Resim 6: Haydar Durmuş, Duyarsızlar Serisi, Hissizler, T.Ü.Y.B., 68x69, 1994
Kaynak: Aybüke Kolot Arşivi
“Duyarsızlar Serisine “ait bu resimde ön tarafta gördüğümüz figür bizleri resmin odak noktasına çekmektedir. Arkada oturur pozisyonda yer alan ve Karadeniz kadınlarından etkiler gösteren figürler ise çalışmanın dengesini korumak için ideal sayıyı sağlamıştır. İdeal sayıyı ise şöyle açıklayabiliriz:
Üç Figür Diyalektiği, öncelikle üç sayısı, matematikte birden büyük ve çoğul olan ilk tek tamsayıdır. Görsel sanatlarda figür sayısı olarak tek ve çift sayılar önemlidir.
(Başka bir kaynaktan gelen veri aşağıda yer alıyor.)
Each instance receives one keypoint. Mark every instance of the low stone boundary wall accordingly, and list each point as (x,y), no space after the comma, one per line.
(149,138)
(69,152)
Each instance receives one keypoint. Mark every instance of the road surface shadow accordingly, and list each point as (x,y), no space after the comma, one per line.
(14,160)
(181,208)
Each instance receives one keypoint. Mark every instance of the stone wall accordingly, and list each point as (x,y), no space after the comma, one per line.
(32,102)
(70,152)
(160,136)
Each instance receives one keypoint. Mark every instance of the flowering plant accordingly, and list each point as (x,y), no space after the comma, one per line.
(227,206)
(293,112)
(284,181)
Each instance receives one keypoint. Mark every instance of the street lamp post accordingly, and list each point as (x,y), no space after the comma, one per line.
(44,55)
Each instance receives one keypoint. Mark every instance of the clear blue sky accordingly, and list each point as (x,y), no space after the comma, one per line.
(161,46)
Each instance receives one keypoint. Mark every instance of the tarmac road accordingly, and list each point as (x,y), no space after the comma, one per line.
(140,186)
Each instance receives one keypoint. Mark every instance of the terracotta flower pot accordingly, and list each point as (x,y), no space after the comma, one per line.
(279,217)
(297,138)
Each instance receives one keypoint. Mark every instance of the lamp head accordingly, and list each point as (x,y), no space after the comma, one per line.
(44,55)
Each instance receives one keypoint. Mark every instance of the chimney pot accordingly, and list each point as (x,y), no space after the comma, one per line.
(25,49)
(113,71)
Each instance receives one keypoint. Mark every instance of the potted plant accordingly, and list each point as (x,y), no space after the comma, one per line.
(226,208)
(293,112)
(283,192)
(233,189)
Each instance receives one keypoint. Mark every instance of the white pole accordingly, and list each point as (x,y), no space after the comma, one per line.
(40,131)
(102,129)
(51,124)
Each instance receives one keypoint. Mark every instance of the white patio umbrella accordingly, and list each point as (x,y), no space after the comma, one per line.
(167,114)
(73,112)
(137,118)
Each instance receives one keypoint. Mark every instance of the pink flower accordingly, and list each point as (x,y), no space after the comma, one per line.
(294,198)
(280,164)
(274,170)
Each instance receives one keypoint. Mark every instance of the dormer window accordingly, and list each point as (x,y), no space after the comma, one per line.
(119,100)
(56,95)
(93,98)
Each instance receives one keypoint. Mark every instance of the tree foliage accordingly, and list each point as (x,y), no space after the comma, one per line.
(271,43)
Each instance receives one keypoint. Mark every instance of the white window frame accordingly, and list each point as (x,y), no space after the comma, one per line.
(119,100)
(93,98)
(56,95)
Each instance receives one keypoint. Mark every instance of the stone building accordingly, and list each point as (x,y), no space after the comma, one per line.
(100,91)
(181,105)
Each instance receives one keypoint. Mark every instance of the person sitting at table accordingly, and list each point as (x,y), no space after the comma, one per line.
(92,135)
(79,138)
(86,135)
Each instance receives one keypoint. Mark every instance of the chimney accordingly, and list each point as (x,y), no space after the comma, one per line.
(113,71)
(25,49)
Çünkü tek sayı ile çalışıldığında çiftler birbirini tamamlar ve kalan tek, tamamlanmamışlık etkisi yaratarak izleyiciyle ilişkiye girer. Böylece eser ile izleyici arasında iletişim kurulduğu varsayılır (Toka, 2013:159). (Bkz. Resim 6)
“Duyarsızlar Serisinin “genel özelliği olan gözü kapalı figürlerin bu resimde de olması onun seriye ait olduğunu bize gösteriyor. Duyguların hem kendi açısından hem de toplum açısından duyarsızlığını, görmezden gelmeyi bize anlatmaya çalışan sanatçı renklerin tonlamasıyla ve kalın
fırça darbeleriyle örgüyü tamamlamıştır. Karadeniz’in doğasından yararlanılarak oluşturulmuş bu kompozisyonda renk kullanımı bakımından ağırlıklı olarak sarı tonlarının hakimiyeti vardır.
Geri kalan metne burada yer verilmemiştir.